Paysandú, Jueves 01 de Marzo de 2012
Locales | 24 Feb BUENOS AIRES (Por Horacio R. Brum). En un tren, el viaje dura lo que dice el itinerario impreso; los vagones están impecablemente aseados, el aire acondicionado funciona y las estaciones a lo largo de la línea se ven limpias y seguras, además de estar integradas a servicios de todo tipo, como restaurantes, centros comerciales y parques de diversiones. En otro tren, el recorrido puede durar lo que determinen las averías del material rodante, los accidentes frecuentes o los conflictos sindicales; con suerte, se viaja en algún vagón limpio y sin las marcas de los vándalos urbanos; con más suerte aún, no se sufre ni se presencia algún robo, y se baja y se sube en estaciones que alguna vez fueron limpias y bien mantenidas.
En ambos ha viajado este corresponsal hasta el Delta del Tigre, una zona de la boca del río Paraná donde en verano se puede encontrar un bienvenido alivio de los calores de Buenos Aires. El primero es el Tren de la Costa, un ferrocarril turístico y vecinal autofinanciado; el segundo pertenece a la línea Mitre, de la empresa Trenes de Buenos Aires (TBA), una de las que, con enormes subsidios del Estado, sirve a los suburbios de la capital argentina. La misma que opera el fantasmagórico Tren de los Pueblos Libres a Uruguay --fantasmagórico porque en esta ciudad pocos saben de su existencia, y menos aún tienen idea de dónde se toma y adónde llega-- y la que acaba de ganarse las primeras páginas por el accidente en la estación Once, cuyo saldo de muertos y heridos todavía se sigue rectificando.

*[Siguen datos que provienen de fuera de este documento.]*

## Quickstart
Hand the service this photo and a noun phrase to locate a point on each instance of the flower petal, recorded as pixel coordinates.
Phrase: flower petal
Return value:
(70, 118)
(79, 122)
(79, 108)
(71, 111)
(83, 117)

El pasaje al Tigre en el Tren de la Costa cuesta 16 pesos argentinos; en la línea Mitre, quince veces menos. Son casi 1.000 millones de dólares al año los recursos del presupuesto nacional argentino que van a parar a los servicios ferroviarios: el mayor porcentaje de todos los sistemas de transporte, pero donde peor son los estándares de calidad y seguridad.
Con récords mundiales de atrasos, que van desde diez horas hasta cuatro días, los ferrocarriles de Argentina fueron privatizados bajo el gobierno de Carlos Menem, al igual que el agua, la electricidad y la telefonía, y el Estado asumió el compromiso de entregar a las empresas sumas cuantiosas para mantener a los ciudadanos de este país en su eterna inocencia sobre lo que valen tales servicios en el mundo real. En el caso particular de los trenes, cayeron en manos de empresarios locales con buenas vinculaciones con el sistema político, lo que facilita la falta de control del destino de los fondos oficiales. A fines de 2011, por ejemplo, la empresa TBA había recibido 115 por ciento más de la partida presupuestaria asignada, sin que nadie le exigiera rendir cuentas de dicho exceso. Pero en esa época, TBA dio a Cristina Fernández de Kirchner una gran oportunidad para la propaganda electoral, con la amable tolerancia del gobierno uruguayo, al inaugurar el Tren de los Pueblos Libres, cuya operación no resiste el más somero análisis de eficiencia y rentabilidad.
Pasajeros arrojados por las ventanillas al intentar defenderse de los ladrones, trenes incendiados por turbas de viajeros enardecidas por las demoras, bloqueos de las vías e incidentes protagonizados por patotas sindicales, que terminan a balazos, forman parte de la vida diaria de quienes deben utilizar el servicio semi-público de los trenes de Buenos Aires, en manos de TBA y otras empresas.
A quien quiera conocer el infierno de la vida en una gran ciudad del tercer mundo, este corresponsal le aconseja que tome un tren en la estación bonaerense de Constitución, con rumbo a algún suburbio del sur. Allí podrá ver que lo ocurrido esta semana en la estación Once es sólo un efecto más de la amalgama de desidia, corrupción y populismo que parece trabar eternamente el desarrollo argentino.